On 27 July 2017, Yakovenko signed with Danish club Esbjerg FB. On 9 July 2021 Esbjerg confirmed, that Yakovenko, alongside three teammates, had been removed from the first team and sent down to train with the U19s. It came in the wake of a riot between players from the squad and the club's new coach, Peter Hyballa. According to Danish media, the squad was very dissatisfied with the coach's methods, describing it as Hyballa was ... photographing players in underpants, punching the players, shaming them in front of their teammates, verbal torture and a training program so hard that the injuries was rolling in.

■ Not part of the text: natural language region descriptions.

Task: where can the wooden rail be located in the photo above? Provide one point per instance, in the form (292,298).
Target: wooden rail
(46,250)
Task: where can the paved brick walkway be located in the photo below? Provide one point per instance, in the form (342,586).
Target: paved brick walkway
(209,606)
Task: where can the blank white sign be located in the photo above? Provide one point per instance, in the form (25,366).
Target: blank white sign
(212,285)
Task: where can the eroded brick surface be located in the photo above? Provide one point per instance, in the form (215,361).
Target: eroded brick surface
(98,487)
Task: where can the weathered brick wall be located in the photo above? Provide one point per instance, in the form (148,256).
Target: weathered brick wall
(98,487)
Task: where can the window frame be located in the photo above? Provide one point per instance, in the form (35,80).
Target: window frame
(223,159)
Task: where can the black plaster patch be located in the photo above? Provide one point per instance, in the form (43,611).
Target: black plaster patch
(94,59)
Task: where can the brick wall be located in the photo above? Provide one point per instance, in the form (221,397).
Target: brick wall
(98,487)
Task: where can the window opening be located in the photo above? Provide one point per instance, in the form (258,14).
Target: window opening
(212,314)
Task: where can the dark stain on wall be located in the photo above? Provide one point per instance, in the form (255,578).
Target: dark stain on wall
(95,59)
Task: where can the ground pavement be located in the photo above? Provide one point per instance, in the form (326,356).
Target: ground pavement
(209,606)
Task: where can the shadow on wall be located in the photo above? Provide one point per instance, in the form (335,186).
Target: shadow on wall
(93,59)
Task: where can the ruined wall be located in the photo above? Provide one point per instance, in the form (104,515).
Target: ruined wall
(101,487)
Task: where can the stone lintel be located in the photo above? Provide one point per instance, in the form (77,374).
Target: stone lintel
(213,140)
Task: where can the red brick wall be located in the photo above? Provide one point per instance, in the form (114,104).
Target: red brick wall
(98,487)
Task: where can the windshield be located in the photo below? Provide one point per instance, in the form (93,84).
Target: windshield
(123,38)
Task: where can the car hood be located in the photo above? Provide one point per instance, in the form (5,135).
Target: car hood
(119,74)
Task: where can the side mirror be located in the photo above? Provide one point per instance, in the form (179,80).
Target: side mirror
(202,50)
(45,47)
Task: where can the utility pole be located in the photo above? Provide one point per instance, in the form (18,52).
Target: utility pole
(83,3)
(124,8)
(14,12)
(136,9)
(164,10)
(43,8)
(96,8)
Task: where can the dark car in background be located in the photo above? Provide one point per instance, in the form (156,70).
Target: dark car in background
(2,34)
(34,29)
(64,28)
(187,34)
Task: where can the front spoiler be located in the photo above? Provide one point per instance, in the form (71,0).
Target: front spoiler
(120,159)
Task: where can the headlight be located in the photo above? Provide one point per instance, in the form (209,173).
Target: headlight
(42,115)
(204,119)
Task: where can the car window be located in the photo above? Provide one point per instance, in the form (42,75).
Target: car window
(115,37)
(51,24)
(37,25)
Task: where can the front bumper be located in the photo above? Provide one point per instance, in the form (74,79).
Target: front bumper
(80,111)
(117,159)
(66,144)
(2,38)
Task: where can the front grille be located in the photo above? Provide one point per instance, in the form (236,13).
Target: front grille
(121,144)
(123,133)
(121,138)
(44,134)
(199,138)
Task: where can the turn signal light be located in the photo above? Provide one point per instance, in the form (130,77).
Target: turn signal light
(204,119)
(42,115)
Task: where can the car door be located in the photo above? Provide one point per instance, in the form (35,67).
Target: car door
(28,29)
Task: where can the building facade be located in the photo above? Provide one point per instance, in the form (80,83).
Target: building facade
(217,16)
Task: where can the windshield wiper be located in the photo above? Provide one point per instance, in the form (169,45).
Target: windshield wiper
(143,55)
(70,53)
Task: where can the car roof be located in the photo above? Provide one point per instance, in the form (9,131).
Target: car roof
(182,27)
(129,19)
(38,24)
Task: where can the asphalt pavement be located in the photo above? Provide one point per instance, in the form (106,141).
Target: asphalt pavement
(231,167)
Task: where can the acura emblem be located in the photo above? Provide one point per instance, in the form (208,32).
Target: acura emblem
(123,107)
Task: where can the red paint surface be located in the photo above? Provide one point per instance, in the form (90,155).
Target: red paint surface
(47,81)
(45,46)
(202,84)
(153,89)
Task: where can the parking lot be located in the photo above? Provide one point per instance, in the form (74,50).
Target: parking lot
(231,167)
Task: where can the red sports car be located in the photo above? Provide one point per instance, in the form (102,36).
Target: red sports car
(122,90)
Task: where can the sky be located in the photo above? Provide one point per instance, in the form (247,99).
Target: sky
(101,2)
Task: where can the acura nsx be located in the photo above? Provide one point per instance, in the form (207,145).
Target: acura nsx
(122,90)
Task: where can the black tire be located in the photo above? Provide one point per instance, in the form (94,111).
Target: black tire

After Hyballa decided to resign, Yakovenko was promoted to the first team squad again in mid-August. He left the club as a free agent as his contract expired in December 2021.

Yakovenko signed a one-year contract with recently promoted Eliteserien club HamKam on 24 February 2022.

==Personal life==
He is the younger son of the former Ukrainian footballer and current coach Pavlo Yakovenko. His older brother Oleksandr Yakovenko is also a footballer.